When you raise your daughter away from family, you’re suddenly reminded of how far away the distance is. A plane ride is no longer “just a plane ride”, and six months is no longer “just six months”.
When you raise your daughter away from family, you take advantage of the family you do have. Dinner with in-laws become intentional, and visits with cuddles become routine. Friends become your sisters and other mamas become your cheerleaders, texting you encouragement as you need.
When you raise your daughter away from family, you call them first, as soon as she arrives. You skype over slow internet and text never-ending photos until you’ve maxed out their monthly limit. Until they know exactly what she looks like.
When you raise your daughter away from family, you plan her baptism around their visit, and your brother comes along as a surprise. They never want to put her down, and you can’t stop smiling, because you’re sharing these moments. Together. As a family.
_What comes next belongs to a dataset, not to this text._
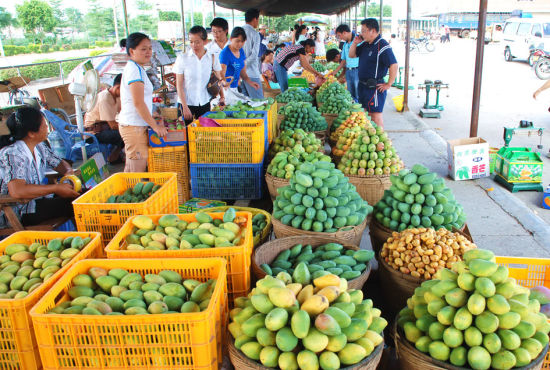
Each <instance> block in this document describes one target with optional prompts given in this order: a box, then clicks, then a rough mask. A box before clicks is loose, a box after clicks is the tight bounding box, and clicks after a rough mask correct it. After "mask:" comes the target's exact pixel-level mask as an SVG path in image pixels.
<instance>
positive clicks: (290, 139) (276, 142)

And when you raise your daughter away from family, both mothers shed good-bye tears, knowing it could be months until she holds her again. And you feel guilty, because you chose this. And yet you know, this is where you’re meant to be.
Because it is.
So when you raise your daughter away from family, you promise to tell her stories about growing up. About the favourite tire swing you used to sit on. About the way her Grandpa snores when he takes a Sunday nap. About the blanket her Beppe sewed especially for her. About the way the house smells like Christmas baking in winter and grass and sunshine in summer. About her cousins’ contagious giggles and uncles’ nonstop tickles… About how there are so many wonderful people out there praying for her, loving her, and storing up hugs for her.
Because when you raise your daughter away from family, some days are hard. You miss your mom’s hugs, and your dad’s jokes. You wish you could make more memories in person than on facetime calls.
But you know that, when you raise your daughter away from family, you won’t take your time together for granted.
And you thank God, that there’s a family to miss at all.